Voting for Director Nominees in Contested Elections
ISS clarified that different factors may be used to evaluate director elections for proxy contests vs. proxy access. This revision gives ISS analytical latitude for evaluating candidates nominated through proxy access.
The above policy change should not have much, if any, impact in 2016. In light of an increasing number of companies adopting proxy access, ISS revised its policy framework to prepare for the increased possibility, although low probability, of a proxy access nomination.
On the more important issue of board responsiveness to majority supported shareholder proposals on proxy access, ISS policy updates were silent. While ISS has indicated that a company adopting a proxy access provision that allows nomination for up to 20% of the board and group limit of up to 20 shareholders would be seen as acceptable, its position on some of the other terms (like repeat nominee eligibility restrictions) is unclear. It is possible that ISS will provide further guidance on the types of proxy access terms it considers “overly restrictive” in its annual FAQ documents expected in mid-December.
Insufficient Executive Compensation Disclosure by Externally Managed Issuers
ISS added "Insufficient Executive Compensation Disclosure by Externally Managed Issuers (EMIs)" to its list of problematic pay practices.
Externally-managed issuers (EMIs) typically do not disclose any details about their compensation arrangements or payments made to executives by external managers. This addition makes clear that insufficient disclosure may result in an adverse recommendation for the advisory vote on executive compensation for EMIs.
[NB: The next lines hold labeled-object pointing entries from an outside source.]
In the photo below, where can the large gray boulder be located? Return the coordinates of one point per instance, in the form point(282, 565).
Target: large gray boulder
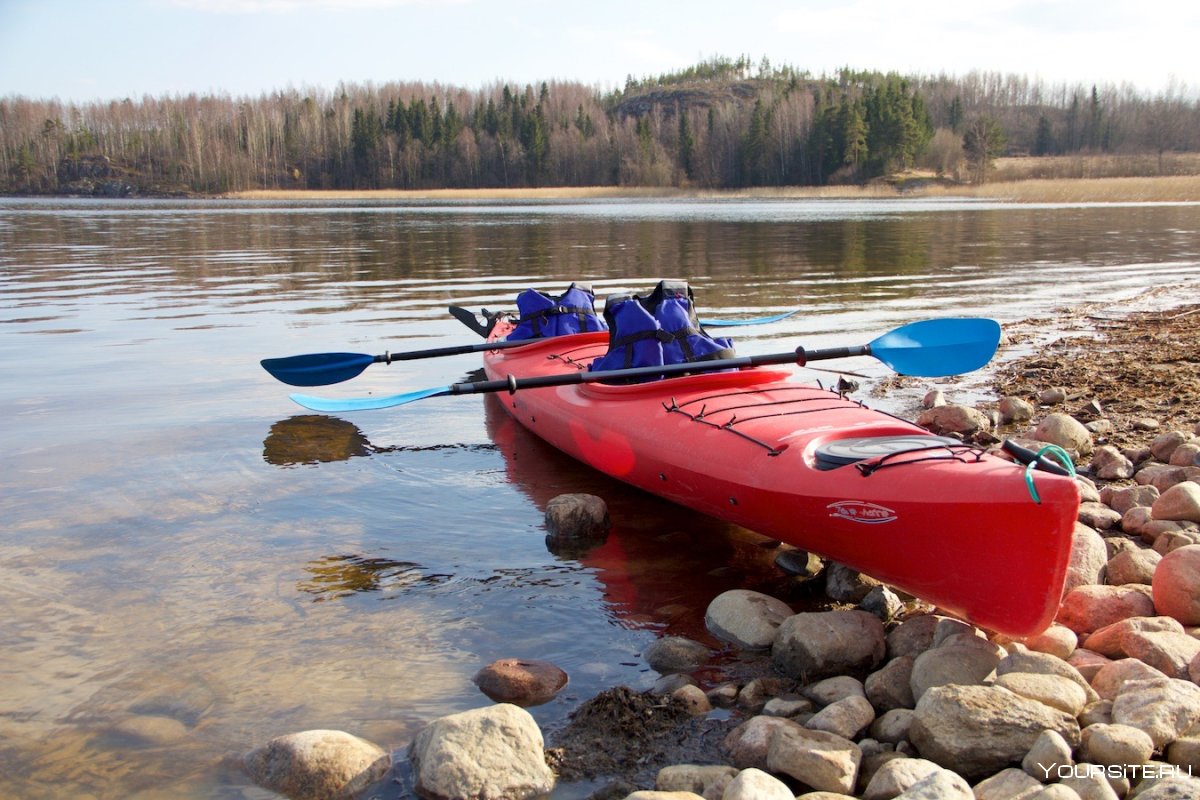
point(747, 619)
point(820, 644)
point(978, 731)
point(317, 765)
point(480, 755)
This policy update affects a narrow universe of companies, typically the REITs. According to ISS, there are approximately 60 EMIs in the U.S. and in most cases these companies provide limited or no disclosure on executive compensation arrangements with the external manager. Such companies should consider providing in sufficient detail the compensation arrangements and payments made to executives on behalf of the external manager. If a company is unable to provide such disclosure, it should consider analyzing with the help of its proxy solicitor the impact of a negative ISS recommendation. The companies should also consider engaging in a shareholder outreach campaign to engage and build support with its investor base.
In addition to the above policy updates on issues of management proposals, ISS made some minor changes to a few shareholder proposals that are likely to have minimal impact. All except one relate to “Environmental and Social” issues and are briefly summarized below.
Compensation: Adopt holding periods
ISS is streamlined and clarified its holding period shareholder proposal policy. It also broadened it to encompass executive equity retention proposals more generally, eliminating the need for a separate policy covering proposals seeking retention of 75% of net shares.
ISS added to this policy to encompass proposals seeking a report on animal welfare risks and controversies that might arise from them - instead of just a report on a company’s animal welfare standards. ISS also expanded the policy to cover the issuer’s suppliers.
Pharmaceutical pricing, access to medicines, and prescription drug reimportation
ISS added regulatory risk exposure as a factor to its policy guidelines and will also now consider “recent significant controversies, litigation, or fines at the company" in its evaluation.
Climate change / greenhouse gas (GHG) emissions
ISS specified that “financial, physical, or regulatory risks" are the types of risks that can result from climate change that will be evaluated in issuers’ climate change disclosures.